ところでバードランドなどの司会はピーウイーマーケットでラッセルではないですよ。
投稿: | 2023年3月 8日 (水曜日) 19時00分
初めてのコメントですが、昔からの愛読者です。折に触れてはこちらに戻って、楽しませていただいています。
わざわざ言わなくてもいいかなと思ったのですが、どうしてもこれだけはと思いまして。。。
中間派大好きです。ブレイキーも大好きです。ピー・ウィー・ラッセルも好きですが、バードランドの司会者は「ピー・ウィー・マーケット」です。10インチ盤の『バードランドの夜』のジャケ写にも写っている、背の小さな名物男です。もちろんクラリネット奏者ではありません。

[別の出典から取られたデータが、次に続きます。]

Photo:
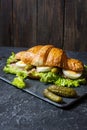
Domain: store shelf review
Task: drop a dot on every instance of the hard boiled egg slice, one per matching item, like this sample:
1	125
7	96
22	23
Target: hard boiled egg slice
20	64
72	74
43	69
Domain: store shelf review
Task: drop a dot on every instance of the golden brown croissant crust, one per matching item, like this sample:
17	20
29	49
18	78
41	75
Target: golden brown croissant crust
48	55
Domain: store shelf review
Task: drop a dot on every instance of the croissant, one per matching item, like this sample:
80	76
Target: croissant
48	55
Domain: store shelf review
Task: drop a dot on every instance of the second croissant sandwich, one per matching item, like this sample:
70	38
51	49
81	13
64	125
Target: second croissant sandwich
48	63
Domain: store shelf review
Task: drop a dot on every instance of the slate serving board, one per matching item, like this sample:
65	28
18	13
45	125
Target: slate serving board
36	88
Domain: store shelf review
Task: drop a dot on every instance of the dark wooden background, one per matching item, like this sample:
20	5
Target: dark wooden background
25	23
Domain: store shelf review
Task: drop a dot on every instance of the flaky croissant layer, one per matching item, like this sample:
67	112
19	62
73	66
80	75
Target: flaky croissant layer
48	55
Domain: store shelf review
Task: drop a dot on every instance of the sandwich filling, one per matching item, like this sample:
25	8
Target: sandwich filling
47	74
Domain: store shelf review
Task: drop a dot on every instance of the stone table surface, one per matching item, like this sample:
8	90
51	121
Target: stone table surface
22	111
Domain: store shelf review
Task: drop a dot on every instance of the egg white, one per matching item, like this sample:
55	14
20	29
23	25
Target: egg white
43	69
20	64
72	74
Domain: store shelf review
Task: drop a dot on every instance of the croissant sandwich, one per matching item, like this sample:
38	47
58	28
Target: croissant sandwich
48	64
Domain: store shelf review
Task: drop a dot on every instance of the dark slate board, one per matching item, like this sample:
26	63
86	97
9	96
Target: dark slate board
36	88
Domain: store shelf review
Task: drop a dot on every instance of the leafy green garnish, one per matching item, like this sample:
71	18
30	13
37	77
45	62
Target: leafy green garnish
61	81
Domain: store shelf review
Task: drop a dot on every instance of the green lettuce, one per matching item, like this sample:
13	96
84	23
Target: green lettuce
46	77
60	80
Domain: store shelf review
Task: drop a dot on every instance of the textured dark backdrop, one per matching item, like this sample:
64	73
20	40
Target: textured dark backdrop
25	23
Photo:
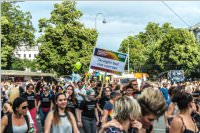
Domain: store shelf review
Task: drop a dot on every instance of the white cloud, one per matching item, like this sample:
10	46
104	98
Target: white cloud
122	16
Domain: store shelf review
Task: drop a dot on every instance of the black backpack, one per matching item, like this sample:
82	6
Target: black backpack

ぶしつけにすみません。これからも記事を楽しみにしています。
投稿: kpjazz | 2023年3月 9日 (木曜日) 23時32分
すみませんでした。ピー・ウィー・ラッセルと、ピー・ウィー・マーケットを混同して、記事を書いてしまいました。ついつい「ピー・ウィー」繋がりで、記憶が混同してしまいました。申し訳ありません。
早速、修正させていただきました。これからも、バーチャル音楽喫茶『松和』を宜しくお願いします。